Les auteurs vedettes des années 80
La littérature québécoise laisse passer quelques années avant de vraiment développer des romans pensés en fonction du grand public. Les années 80 voient apparaître plusieurs grands noms américains; les récits de Stephen King, Ken Follett, Danielle Steel et Tom Clancy, pour ne nommer que ceux-là, s’inscrivent résolument dans une sphère de diffusion grand public. Le Québec suit lui aussi le mouvement avec des œuvres comme Le Matou d’Yves Beauchemin ou encore « Les filles de Caleb » d’Arlette Cousture, des romans qui marquent encore aujourd’hui l’imaginaire de plusieurs lecteurs québécois! On parle ici de romans qui se sont vendus à plus d’un million d’exemplaires, alors que Le Matou à lui seul a été traduit en seize langues.
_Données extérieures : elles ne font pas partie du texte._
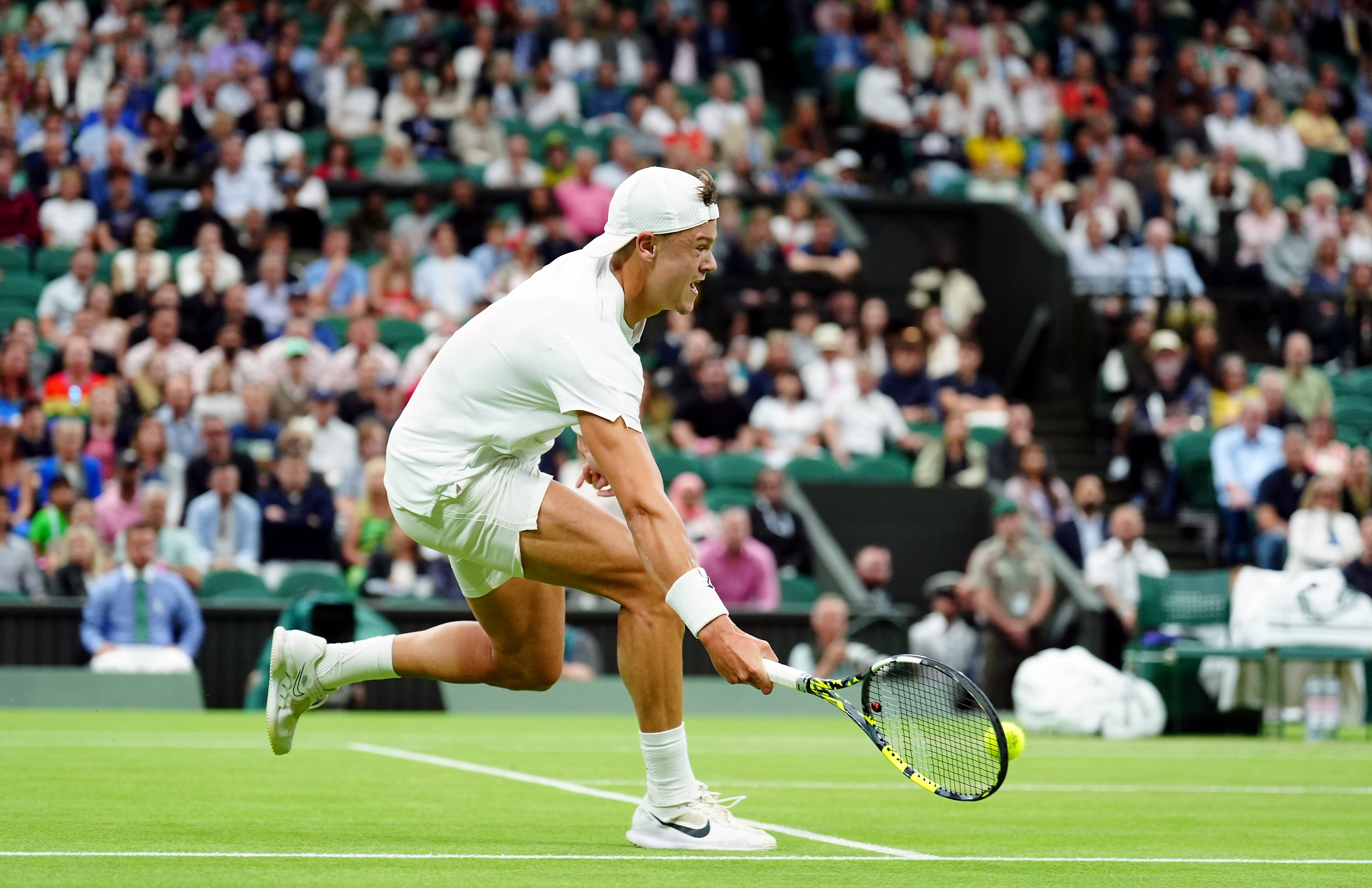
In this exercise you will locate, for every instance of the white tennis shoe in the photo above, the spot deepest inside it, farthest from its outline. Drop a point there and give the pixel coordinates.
(703, 824)
(293, 684)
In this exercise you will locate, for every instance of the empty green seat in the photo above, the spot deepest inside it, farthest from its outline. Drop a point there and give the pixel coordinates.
(234, 585)
(726, 496)
(732, 468)
(673, 463)
(1185, 598)
(400, 335)
(304, 582)
(14, 260)
(53, 263)
(21, 287)
(799, 591)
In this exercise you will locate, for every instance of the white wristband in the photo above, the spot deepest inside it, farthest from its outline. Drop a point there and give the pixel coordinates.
(695, 600)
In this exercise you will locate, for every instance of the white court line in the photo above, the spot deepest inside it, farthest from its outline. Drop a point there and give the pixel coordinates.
(614, 797)
(661, 857)
(1104, 788)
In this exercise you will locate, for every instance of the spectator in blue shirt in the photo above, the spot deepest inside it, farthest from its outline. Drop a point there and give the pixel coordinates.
(1161, 268)
(142, 603)
(606, 97)
(227, 525)
(297, 514)
(68, 460)
(1242, 456)
(840, 50)
(969, 389)
(907, 383)
(337, 279)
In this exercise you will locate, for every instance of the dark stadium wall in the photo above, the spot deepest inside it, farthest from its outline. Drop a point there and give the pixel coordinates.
(927, 529)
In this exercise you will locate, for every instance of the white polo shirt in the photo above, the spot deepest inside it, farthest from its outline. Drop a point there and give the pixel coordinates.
(514, 378)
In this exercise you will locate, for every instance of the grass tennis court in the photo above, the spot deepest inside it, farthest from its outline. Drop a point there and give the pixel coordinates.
(206, 783)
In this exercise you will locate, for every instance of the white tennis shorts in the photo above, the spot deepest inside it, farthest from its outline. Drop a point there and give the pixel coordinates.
(478, 529)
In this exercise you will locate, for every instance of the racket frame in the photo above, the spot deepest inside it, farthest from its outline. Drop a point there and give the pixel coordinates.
(826, 690)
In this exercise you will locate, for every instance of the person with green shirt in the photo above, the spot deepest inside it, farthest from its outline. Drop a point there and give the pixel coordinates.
(1308, 390)
(51, 521)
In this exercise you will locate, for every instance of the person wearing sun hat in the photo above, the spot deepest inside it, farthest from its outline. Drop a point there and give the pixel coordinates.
(1012, 584)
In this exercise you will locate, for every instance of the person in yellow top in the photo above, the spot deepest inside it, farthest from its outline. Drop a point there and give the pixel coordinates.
(994, 143)
(1227, 401)
(1316, 127)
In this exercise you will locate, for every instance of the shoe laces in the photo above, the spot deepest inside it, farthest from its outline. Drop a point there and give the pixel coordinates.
(715, 808)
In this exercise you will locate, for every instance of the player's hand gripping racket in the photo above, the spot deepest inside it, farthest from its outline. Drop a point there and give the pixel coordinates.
(929, 720)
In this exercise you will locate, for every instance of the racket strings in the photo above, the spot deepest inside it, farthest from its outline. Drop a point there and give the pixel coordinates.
(935, 725)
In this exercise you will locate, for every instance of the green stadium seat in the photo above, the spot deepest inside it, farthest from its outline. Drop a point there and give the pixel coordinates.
(53, 263)
(673, 463)
(1353, 416)
(731, 468)
(726, 496)
(1185, 598)
(822, 470)
(304, 582)
(799, 592)
(1193, 458)
(338, 326)
(14, 260)
(400, 335)
(234, 585)
(888, 468)
(21, 287)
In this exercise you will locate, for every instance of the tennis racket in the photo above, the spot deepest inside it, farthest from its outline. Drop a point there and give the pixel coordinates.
(929, 720)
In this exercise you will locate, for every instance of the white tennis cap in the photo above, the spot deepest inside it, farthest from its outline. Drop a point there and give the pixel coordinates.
(655, 199)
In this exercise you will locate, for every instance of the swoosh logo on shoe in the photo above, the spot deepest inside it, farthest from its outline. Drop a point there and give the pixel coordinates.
(298, 688)
(694, 834)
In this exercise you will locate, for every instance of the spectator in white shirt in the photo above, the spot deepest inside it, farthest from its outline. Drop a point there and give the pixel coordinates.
(1115, 569)
(209, 245)
(334, 449)
(549, 101)
(179, 357)
(1322, 534)
(881, 93)
(64, 20)
(862, 422)
(1224, 127)
(241, 189)
(574, 56)
(446, 282)
(831, 373)
(66, 296)
(352, 114)
(943, 635)
(515, 169)
(361, 340)
(68, 220)
(721, 112)
(271, 146)
(787, 425)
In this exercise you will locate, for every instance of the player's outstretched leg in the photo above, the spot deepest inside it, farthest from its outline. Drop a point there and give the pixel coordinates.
(582, 547)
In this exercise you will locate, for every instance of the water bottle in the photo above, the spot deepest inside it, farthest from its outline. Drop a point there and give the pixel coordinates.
(1333, 690)
(1315, 709)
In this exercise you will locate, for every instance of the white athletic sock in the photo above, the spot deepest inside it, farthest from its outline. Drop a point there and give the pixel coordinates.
(356, 661)
(670, 779)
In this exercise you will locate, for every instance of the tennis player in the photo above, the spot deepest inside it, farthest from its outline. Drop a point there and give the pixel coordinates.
(461, 470)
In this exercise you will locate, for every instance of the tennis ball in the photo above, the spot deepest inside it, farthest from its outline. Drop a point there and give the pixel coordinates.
(1014, 740)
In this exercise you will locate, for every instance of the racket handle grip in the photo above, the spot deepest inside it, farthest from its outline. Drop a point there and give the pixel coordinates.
(784, 676)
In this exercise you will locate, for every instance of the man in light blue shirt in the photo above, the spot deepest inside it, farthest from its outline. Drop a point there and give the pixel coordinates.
(140, 603)
(1242, 456)
(334, 277)
(227, 525)
(1160, 268)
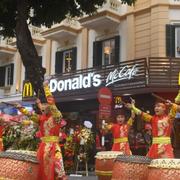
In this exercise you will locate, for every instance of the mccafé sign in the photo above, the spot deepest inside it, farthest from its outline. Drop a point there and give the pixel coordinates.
(93, 79)
(27, 90)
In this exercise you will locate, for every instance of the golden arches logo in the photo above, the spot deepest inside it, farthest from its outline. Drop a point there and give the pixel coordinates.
(117, 99)
(28, 90)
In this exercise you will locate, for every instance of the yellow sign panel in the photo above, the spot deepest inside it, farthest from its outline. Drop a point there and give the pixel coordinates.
(117, 99)
(28, 90)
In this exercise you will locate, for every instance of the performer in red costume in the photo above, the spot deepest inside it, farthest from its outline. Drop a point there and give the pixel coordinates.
(120, 132)
(1, 132)
(49, 152)
(161, 124)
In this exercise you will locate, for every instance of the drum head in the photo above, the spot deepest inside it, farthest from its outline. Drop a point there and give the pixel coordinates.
(165, 163)
(134, 159)
(107, 154)
(20, 155)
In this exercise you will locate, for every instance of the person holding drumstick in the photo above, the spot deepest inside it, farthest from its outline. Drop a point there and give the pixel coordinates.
(49, 152)
(161, 127)
(120, 132)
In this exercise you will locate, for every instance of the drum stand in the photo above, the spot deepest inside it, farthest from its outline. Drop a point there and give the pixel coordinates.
(79, 160)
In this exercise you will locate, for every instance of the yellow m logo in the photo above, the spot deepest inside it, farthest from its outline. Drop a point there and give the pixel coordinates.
(28, 90)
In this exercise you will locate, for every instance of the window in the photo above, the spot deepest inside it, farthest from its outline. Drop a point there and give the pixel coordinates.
(108, 52)
(177, 41)
(67, 60)
(8, 75)
(173, 40)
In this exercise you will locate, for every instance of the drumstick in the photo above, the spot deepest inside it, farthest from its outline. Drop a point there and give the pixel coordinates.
(9, 104)
(159, 97)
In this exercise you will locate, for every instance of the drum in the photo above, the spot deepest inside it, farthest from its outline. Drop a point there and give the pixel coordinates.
(164, 169)
(104, 164)
(131, 168)
(19, 165)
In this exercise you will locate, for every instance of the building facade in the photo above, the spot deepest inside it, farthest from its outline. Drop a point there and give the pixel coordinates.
(131, 50)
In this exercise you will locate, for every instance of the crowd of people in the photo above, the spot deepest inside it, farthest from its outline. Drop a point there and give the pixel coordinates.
(157, 138)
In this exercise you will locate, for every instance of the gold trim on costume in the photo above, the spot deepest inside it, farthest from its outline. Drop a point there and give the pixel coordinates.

Louise Tremblay-D’Essiambre et les sagas historiques
C’est d’ailleurs dans les années 80, en 1984 pour être plus précis, que Louise Tremblay-D’Essiambre signe son premier roman (Le tournesol, qui sera réédité sous le titre La fille de Joseph). Or, son véritable succès, elle le rencontre dans les années 2000 avec sa série « Les sœurs Deblois ». Avec près d’une quarantaine de romans à son actif, Mme Tremblay-D’Essiambre a écoulé plus de 2,25 millions d’exemplaires de ses histoires et chaque fois qu’un de ses titres atterrit en librairie, au moins 25 000 exemplaires s’envolent… juste au Québec!

La journaliste Marie-Christine Blais soulignait, dans un article publié en février 2014 dans La Presse, que les ventes de sagas historiques populaires représenteraient plus de 25 % du chiffre d’affaires en littérature au Québec. Un nouvel auteur de saga historique peut espérer un tirage initial de 5 000 exemplaires, alors que la plupart des éditeurs lanceront un nouvel auteur avec 500 à 700 exemplaires. Les éditions Guy Saint-Jean, VLB et Hurtubise ont propulsé ce type d’ouvrages avec des auteurs phares tels que Louise Tremblay-D’Essiambre, Michel David, Jean-Pierre Charland et Pauline Gill.

 

Attention : succès n’égale pas richesse!
Bien que la liste des auteurs québécois de best-sellers semble longue, le nombre d’écrivains qui peuvent vivre uniquement de leur plume au Québec reste très limité. Selon une étude de l’Observatoire de la culture et des communications du Québec, intitulée Écrire ne fait pas vivre, seulement 9 % des écrivains québécois pouvaient compter sur leurs droits d’auteur comme principale source de revenus en 2013. 

Il était aussi mentionné que 5 000 ventes suffisaient très largement pour faire d’un roman québécois un best-seller. En fait, le succès est très variable d’une maison d’édition à l’autre. Pour certaines, 2 000 exemplaires vendus est en soi exceptionnel. Car, faut-il le rappeler, le bassin de lecteurs demeure beaucoup plus restreint au Québec qu’il ne l’est au Canada anglais, en France ou aux États-Unis.

 

Du Cercle des fermières à Marilou : les recettes du succès
En 2016, le tome 2 de 3 fois par jour de Marilou et Alexandre Champagne trônait au sommet des ventes, suivi du deuxième tome de Famille futée d’Alexandra Diaz et Geneviève O’Gleman. Et si les livres de recettes ont la cote, ça ne date pas d’hier! Ils avaient du succès bien avant l’avènement des vedettes télévisées. Pour preuve : les cinq tomes de la collection « Qu’est-ce qu’on mange? » se sont vendus à plus de 1,2 million d’exemplaires. Ce n’est pas peu dire : on trouve un livre du Cercle des fermières dans un foyer sur deux au Québec!